The only progress is that:
* "Search" has now been added to "Options" because who needs manuals, right?
* At least they are _finally_ starting to get a clue with 120 FPS. Consoles are still stuck on a shitty 30 fps.
Modern UI / UX people are morons. I fight with these people weekly where their latest design is always half-baked. Hell, just getting them to understand "mach banding" and the simple concept of adding noise to reduce it is an uphill struggle.
--
"Those who forgot the past are condemned to repeat it."
Why does it constantly have to change? Most people can learn less than friendly user interfaces (have you seen some of the stuff low-paid clerical staff have to use in 3270 terminals?).
What's totally obnoxious is having the user interface redefined every year because some new crop of developers has decided they need to leave their mark and they have somehow determined that changing everything is necessary.
IMHO, GUI user interface changes not driven by significant changes in functionality really haven't improved ease of use.
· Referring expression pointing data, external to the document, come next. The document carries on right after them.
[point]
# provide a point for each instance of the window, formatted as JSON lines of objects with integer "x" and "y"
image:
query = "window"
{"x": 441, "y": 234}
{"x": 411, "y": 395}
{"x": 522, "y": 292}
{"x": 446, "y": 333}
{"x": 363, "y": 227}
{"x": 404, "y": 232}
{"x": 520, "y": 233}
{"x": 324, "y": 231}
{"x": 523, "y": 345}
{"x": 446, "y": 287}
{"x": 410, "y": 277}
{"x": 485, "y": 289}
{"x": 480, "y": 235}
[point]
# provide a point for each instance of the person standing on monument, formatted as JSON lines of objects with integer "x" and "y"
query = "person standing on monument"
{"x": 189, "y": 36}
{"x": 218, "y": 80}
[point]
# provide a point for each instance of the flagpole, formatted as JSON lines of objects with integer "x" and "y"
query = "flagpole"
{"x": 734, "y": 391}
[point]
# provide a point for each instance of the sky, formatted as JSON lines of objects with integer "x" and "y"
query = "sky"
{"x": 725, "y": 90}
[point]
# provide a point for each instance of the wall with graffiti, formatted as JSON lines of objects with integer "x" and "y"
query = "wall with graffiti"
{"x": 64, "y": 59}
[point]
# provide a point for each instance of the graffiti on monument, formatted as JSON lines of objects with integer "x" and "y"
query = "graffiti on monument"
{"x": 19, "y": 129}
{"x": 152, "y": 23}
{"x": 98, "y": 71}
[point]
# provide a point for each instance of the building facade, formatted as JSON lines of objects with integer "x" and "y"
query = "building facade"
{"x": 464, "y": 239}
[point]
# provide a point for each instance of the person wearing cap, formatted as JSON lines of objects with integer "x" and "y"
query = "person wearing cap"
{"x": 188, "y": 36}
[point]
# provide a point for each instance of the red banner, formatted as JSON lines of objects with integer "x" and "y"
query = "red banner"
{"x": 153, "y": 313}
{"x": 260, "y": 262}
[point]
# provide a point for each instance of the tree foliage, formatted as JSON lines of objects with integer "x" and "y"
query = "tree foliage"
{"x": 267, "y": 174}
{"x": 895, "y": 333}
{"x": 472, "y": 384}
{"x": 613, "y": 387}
The original Macintosh or Windows needed user interface enhancements when they went full-on multitasking, but by and large those interfaces were probably as functional as the flat, widget-and-gesture-laden interfaces foisted on us as improvements now.
Touch-driven, small devices like smartphones benefit from UI changes (physical use case and interface technology), but I really don't think desktop PCs have benefited at all from the UI churn.
I think they mean user friendly used to mean things like ergonomics, efficiency, simplicity, and the like, but more and more 'design' seems to be about things like getting the user to purchase stuff in a 'store' / getting them to install stuff they don't want but now must install or else lose out on some functionality they do want / or getting them to do things like run through a 'design maze' in a way that maximizes things the software owners can track and monetize.
So, if good software design should be about being friendly to the user's wants, and what we often get is the opposite, then maybe what designers are lacking is respect for the users.
So, to the question what comes after today's so called user-friendly designs -- hopefully it's designs that are actually user friendly.
I don't know whether they do these email focus groups or not, but if they do, they aren't very effective. My wife's car has a picture of a tire tread with an exclamation mark that indicates low tire pressure. Looks confusingly similar to a thermometer in water so you may think you have an overhead. The check engine light is useless if you have never seen an engine on a test stand. Honestly text would work way better than icons for these interfaces. A 16 character display with an actual text message would take up less space and convey more information. Of course it's not language-neutral which is a disadvantage but it's much more expressive.